Is Social Media Driving Demand for Plastic Surgery?

plastic surgery and social mediaSocial media was once home to the anonymous. One could be whomever or whatever they chose to be, and remain hidden behind a screen name and keyboard. Then came sites like Facebook, where posting pictures and commenting on other people’s images instantly became part of the fun. Many quietly spy on their peers and betters in this online realm, where sourcing photos on Google took scant milliseconds.

Comparing and Self-Criticising

People critique what they see online, and what they see in the mirror. Moreover, we receive the criticism from others—strangers or mere acquaintances, for the most part.

This culture of voyeurism is fueling the ever-increasing demand for plastic surgery. As people compare themselves to those in the social media world, they begin to notice little areas of themselves that can use a bit of improvement. A nip here, a lift there, bigger this and smaller that. As a result, the American Academy of Facial and Reconstructive Surgery is reporting an uptick of plastic surgery requests—some of which they attribute to social media pressure.

Google is Forever

Everyone from prospective employers to first dates use Google and Facebook to scope a person out, so it stands to reason that the person in question wants their very best image front and center, even if that means heading to the surgeon for a tweak.

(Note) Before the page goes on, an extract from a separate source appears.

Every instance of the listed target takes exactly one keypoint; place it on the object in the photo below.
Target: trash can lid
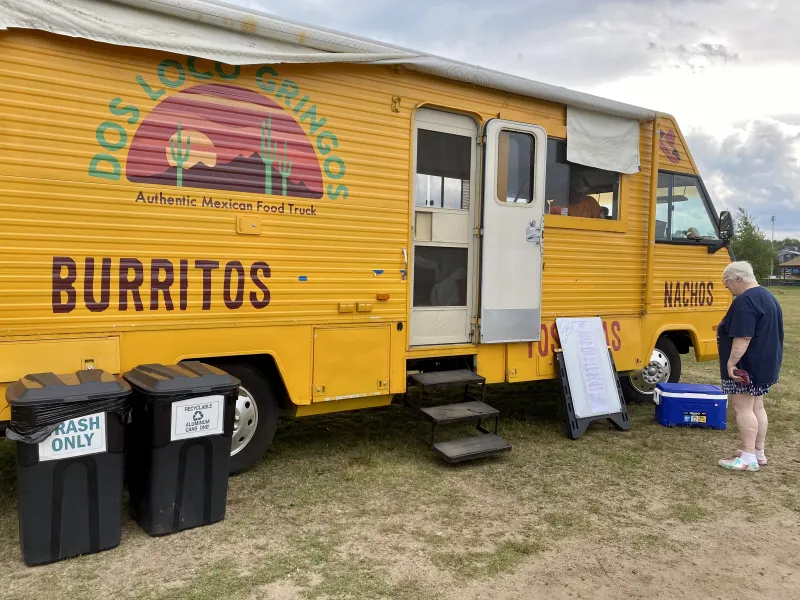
(48, 388)
(190, 377)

Breast augmentation remains the most requested form of plastic surgery, but simpler treatments like Botox and lip enhancement remain popular and more affordable choices for many. In fact, 13 million Americans underwent these less invasive treatments in 2012.

Social Media, Pop Culture and Body Image

While much is made about celebrities being the cause of body issues—who’s fat, who’s thin, who’s had a lift?—it is more likely that people compare themselves to the online appearances of friends and acquaintances. Celebrities represent the unattainable for most, but there’s a need in many to be seen as the star of their social circle.

For some, this slips into the dangerous territory of body dysmorphia, a disorder that has some sufferers using plastic surgery as a form of self-mutilation or abuse, akin to self-harm. Scrupulous surgeons who truly have their patients’ best interests at heart will do psychological assessments to screen out those with dysmorphia, and direct them to seek help and recovery.

Make it Work for You

In addition to fueling demand for cosmetic procedures, sites like Google and Facebook offer an opportunity for would-be patients to research specialists in the cosmetic dermatology surgery field. Social media reviews and posted pictures of a surgeon’s work can help narrow the search for a savvy consumer. Contact information is readily available online, as well as areas of specialty—be it breasts, eyes, lips or rhinoplasty.

Using Google, a prospective patient can search by location and specialty then delve further into the top search results. Once they have a list of names, they can use the search engine to cross-reference the names with words like “satisfied” or “malpractice” to get a handle on a surgeon’s performance.

While this particular use of social media hasn’t been used to its full potential yet, the careful consumer is discovering its value in the search for the best, safest, cleanest and most affordable plastic surgery.